The upheaval of these massive social changes was immense, and was thoroughly justified by the liberal economists of the day, including the Englishman William Stanley Jevons, writing in the 1870s, who based his theories on Bentham’s calculus of pain and pleasure. Those theories are still the driving force of mainstream economists. It’s an article of faith that free trade is just the best, that a sound currency is just the best, that the self-regulating market is just the best, all things on which today’s neoliberal economists would agree.

But those same myths affect even today’s “liberal” economists. They too supported NAFTA, especially Paul Krugman, on grounds that would be familiar to Bentham. Krugman was sure NAFTA would bring benefits to the US. Here’s William Greider writing in The Nation on free trade deals:

_ Like Krugman, governing elites dismissed critics and simply stated that free trade will be good for America because US energies and endless creativity are sure to prevail, as they always have in the past. Opponents like organized labor were typically ridiculed as backward Luddites, promoting what Krugman called “disguised protectionism.”

Compare that with Polanyi’s description of the economists of the 1840s on trade:

… the English nation would face the prospects of continuous industrial dislocations in the firm belief in its superior inventive and productive ability. However, it was believed that if only the grain of all the world could flow freely to Britain, then her factories would be able to undersell all the world. P. 144.

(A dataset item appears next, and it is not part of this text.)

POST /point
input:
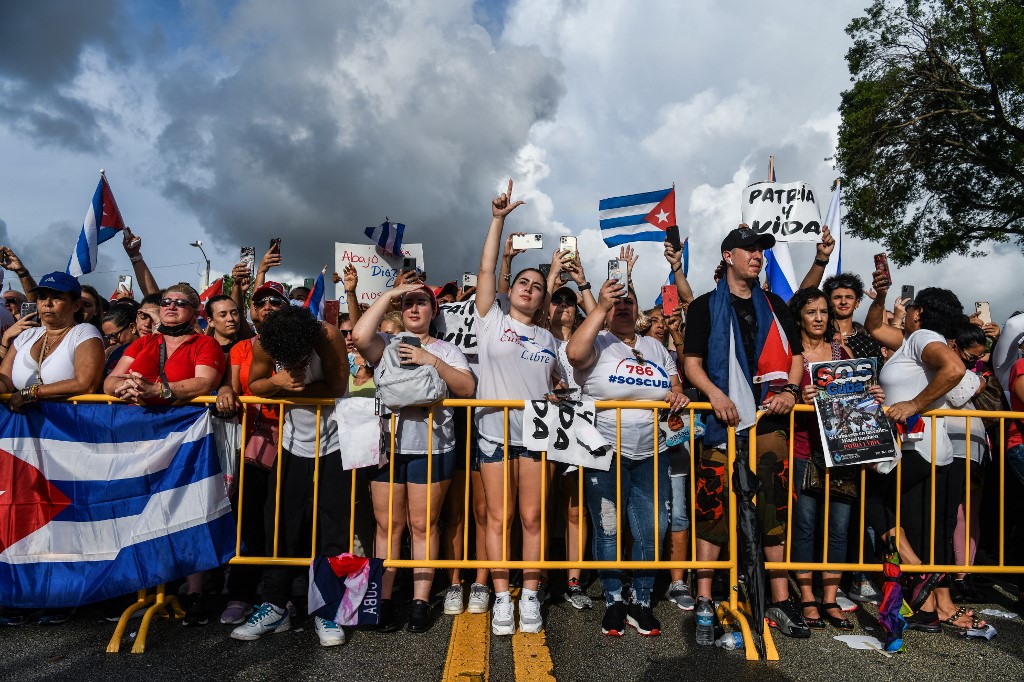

England slashed its agriculture sector, and when the First World War started, it was importing 80% of its wheat and 40% of its meat. After German U-boats started their campaign against merchant vessels, the government forced land into grain production, enabling the country to survive with the help of rationing. In the wake of the war, the elites tried to reinstate the pre-war golden age, by reestablishing free trade, the gold standard and self-regulating markets. The Great Depression followed hard on the heels of the crash of financial markets. Regulations piled up on those self-regulating markets. Nations left the gold standard, But free trade was untouchable. At the start of WWII, England was importing “… more than 50% of its meat, 70% of its cheese and sugar, nearly 80% of fruits and about 70% of cereals and fats”, and Germany again tried to destroy shipping. The war ended in May, 1945, but rationing was not suspended until 1954.

NAFTA didn’t bring benefits either to US or Mexican workers, but it was great for stockholders of multinational corporations.

Both Polanyi and John Maynard Keynes predicted the end of this kind of liberalism in economic thinking. Both have been proven wrong. We just fight the same old battles under new names. This time it’s neoliberalism. In each case, the result is the enrichment of the rich.